Curl无法直接获取它，因为它不会执行javascript。但是，如果它来自ajax请求，您可以直接向该端点发出请求

使用dev工具/firebug查看正在发生的事情。

Curl无法直接获取它，因为它无法执行javascript。但是，如果它来自ajax请求，您可以直接向该端点发出请求

使用开发工具/firebug查看正在发生的事情。

两件事：

你的“产出”来自哪里？我在你的代码中没有看到显示
我还认为你的
```
preg\u grep
```
声明是不正确的。您正在搜索一个空白数组，并将结果保存到刚刚将数据拉入的变量中。尝试：

$array=preg\grep（'/\b\d{1,3}\.\d{1,3}\.\d{1,3}\.\d{1,3}\：\d{1,5}\b/'，$source1）
当我运行代码并在get_data
调用之后直接转储$source1['content']
时，我会得到大量的IP地址
 两件事：

你的“产出”来自哪里？我在你的代码中没有看到显示
我还认为你的preg\u grep
声明是不正确的。您正在搜索一个空白数组，并将结果保存到刚刚将数据拉入的变量中。

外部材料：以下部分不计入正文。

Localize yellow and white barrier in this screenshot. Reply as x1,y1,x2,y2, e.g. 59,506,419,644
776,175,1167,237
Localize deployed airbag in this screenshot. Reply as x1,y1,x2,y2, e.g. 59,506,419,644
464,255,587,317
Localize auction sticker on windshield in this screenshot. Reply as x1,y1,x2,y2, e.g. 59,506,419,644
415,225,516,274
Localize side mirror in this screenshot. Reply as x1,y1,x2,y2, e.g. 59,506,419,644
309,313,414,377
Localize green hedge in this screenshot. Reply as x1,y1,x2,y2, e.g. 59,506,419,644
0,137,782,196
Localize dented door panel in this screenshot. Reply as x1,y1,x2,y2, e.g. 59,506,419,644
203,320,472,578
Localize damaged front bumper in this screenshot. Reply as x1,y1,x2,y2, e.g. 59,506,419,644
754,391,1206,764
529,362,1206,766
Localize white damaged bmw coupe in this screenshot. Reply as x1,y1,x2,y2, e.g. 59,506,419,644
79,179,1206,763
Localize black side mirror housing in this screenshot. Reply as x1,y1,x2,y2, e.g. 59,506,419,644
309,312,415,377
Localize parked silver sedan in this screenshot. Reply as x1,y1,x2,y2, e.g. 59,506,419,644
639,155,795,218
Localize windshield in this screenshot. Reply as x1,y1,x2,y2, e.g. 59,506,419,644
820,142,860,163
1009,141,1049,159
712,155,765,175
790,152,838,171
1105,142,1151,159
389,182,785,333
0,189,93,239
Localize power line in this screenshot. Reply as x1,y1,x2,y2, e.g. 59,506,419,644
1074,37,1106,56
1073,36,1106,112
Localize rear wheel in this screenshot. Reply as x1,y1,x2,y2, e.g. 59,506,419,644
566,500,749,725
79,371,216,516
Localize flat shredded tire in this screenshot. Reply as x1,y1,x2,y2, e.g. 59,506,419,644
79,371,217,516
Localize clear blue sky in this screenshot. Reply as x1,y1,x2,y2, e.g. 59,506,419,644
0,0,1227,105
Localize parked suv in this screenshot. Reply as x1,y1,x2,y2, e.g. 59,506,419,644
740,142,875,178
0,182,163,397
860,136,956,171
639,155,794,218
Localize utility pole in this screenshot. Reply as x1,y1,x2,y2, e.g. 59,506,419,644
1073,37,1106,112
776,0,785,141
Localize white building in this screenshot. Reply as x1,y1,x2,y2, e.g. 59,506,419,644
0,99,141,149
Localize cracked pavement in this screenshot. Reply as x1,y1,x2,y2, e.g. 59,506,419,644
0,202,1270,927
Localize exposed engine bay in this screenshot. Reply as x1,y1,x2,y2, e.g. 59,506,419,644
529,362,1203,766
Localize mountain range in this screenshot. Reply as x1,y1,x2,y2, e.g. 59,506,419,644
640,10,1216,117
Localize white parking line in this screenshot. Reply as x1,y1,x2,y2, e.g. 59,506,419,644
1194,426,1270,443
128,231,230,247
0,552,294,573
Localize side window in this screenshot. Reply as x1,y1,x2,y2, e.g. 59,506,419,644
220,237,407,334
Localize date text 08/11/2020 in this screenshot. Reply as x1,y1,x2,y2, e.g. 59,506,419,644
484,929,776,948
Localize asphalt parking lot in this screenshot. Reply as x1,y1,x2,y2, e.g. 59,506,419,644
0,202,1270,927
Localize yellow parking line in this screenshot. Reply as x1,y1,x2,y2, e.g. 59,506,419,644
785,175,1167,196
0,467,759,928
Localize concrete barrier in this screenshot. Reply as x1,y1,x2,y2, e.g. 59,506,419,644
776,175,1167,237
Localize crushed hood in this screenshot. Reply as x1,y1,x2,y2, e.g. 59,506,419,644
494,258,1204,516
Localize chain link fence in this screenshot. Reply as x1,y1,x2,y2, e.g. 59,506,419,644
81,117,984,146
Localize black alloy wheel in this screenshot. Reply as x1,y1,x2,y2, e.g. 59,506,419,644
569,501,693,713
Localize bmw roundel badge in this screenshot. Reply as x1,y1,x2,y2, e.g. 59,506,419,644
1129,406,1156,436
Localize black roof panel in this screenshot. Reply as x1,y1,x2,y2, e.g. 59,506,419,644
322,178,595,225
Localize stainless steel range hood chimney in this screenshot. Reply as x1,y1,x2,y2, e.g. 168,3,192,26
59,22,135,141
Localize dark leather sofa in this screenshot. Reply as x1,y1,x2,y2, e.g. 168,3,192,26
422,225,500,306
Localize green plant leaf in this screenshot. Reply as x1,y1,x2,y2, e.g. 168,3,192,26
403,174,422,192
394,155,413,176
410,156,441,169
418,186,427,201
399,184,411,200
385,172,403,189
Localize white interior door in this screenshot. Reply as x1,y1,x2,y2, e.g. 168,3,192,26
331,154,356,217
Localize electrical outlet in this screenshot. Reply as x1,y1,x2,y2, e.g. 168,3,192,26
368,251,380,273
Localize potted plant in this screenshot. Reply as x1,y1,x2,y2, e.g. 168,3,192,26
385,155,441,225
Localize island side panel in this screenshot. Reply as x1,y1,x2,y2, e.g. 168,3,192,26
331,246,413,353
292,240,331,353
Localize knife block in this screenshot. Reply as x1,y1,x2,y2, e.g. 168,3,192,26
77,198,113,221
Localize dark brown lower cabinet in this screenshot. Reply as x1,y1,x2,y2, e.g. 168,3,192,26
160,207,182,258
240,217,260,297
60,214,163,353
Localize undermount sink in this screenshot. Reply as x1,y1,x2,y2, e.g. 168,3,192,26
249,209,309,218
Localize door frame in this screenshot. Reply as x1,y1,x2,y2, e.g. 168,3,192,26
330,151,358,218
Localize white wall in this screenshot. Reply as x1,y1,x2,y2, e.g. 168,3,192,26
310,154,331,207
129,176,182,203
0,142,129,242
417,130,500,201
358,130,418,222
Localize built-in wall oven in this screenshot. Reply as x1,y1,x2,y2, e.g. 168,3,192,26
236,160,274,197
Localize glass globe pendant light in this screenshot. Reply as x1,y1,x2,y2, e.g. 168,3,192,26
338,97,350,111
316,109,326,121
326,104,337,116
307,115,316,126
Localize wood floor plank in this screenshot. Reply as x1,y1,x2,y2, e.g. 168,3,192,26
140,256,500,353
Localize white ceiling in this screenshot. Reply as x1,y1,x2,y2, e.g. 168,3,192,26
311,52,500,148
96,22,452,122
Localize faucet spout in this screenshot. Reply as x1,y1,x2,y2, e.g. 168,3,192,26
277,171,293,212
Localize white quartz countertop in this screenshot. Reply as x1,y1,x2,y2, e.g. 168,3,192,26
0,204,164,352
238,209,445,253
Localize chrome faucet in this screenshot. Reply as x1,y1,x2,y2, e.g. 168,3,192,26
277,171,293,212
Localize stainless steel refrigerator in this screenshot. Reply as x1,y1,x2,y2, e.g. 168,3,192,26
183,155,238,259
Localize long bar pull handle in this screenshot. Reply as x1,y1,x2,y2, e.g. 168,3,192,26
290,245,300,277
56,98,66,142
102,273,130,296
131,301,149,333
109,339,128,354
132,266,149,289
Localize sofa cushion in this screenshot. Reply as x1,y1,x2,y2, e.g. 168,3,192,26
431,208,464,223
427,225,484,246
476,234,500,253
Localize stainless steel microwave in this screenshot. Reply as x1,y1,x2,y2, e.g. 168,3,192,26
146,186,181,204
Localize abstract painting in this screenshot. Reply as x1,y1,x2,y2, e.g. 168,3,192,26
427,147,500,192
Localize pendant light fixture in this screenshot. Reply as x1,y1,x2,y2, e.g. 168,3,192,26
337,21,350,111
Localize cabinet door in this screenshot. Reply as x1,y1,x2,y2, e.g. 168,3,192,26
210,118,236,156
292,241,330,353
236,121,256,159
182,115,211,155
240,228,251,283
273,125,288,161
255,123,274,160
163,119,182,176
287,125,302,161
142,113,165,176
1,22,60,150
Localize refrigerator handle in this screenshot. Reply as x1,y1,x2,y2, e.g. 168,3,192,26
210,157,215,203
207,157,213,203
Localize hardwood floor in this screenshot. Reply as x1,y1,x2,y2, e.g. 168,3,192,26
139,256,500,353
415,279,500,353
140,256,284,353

尝试：

$array=preg\grep（'/\b\d{1,3}\.\d{1,3}\.\d{1,3}\.\d{1,3}\：\d{1,5}\b/'，$source1）
当我运行代码并在get_data
调用之后直接转储$source1['content']
时，我会得到大量的IP地址
 在我看来，这要么是超时，要么是Regexp有问题
为什么不像你一开始尝试的那样坚持使用file\u get\u contents

$content = file_get_contents('http://www.new-fresh-proxies.blogspot.com.au');

preg_match_all('/(\d+\.\d+\.\d+\.\d+(:\d+)?)/', $content, $matches);

print_r($matches[1]);

这将打印出IP的列表：
Array
(
    [0] => 1.204.168.15:6673
    [1] => 1.234.45.130:80
    [2] => 1.34.163.101:8080
    [3] => 1.34.29.89:8080
    [4] => 1.34.8.221:3128
    ....

希望这能有所帮助。
在我看来，这要么是超时，要么是Regexp有问题
为什么不像你一开始尝试的那样坚持使用file\u get\u contents

$content = file_get_contents('http://www.new-fresh-proxies.blogspot.com.au');

preg_match_all('/(\d+\.\d+\.\d+\.\d+(:\d+)?)/', $content, $matches);

print_r($matches[1]);

这将打印出IP的列表：
Array
(
    [0] => 1.204.168.15:6673
    [1] => 1.234.45.130:80
    [2] => 1.34.163.101:8080
    [3] => 1.34.29.89:8080
    [4] => 1.34.8.221:3128
    ....

希望有帮助。
$content=curl\u exec（$ch）；但在函数中，您分配了$header['content']=$content并返回$header
。。。因此，内容应该在$source1['content']
中。。。不管怎样，很高兴你弄明白了…$content=curl\u exec（$ch）；但在函数中，您分配了$header['content']=$content并返回$header
。。。因此，内容应该在$source1['content']
中。。。不管怎样，很高兴你弄明白了。。。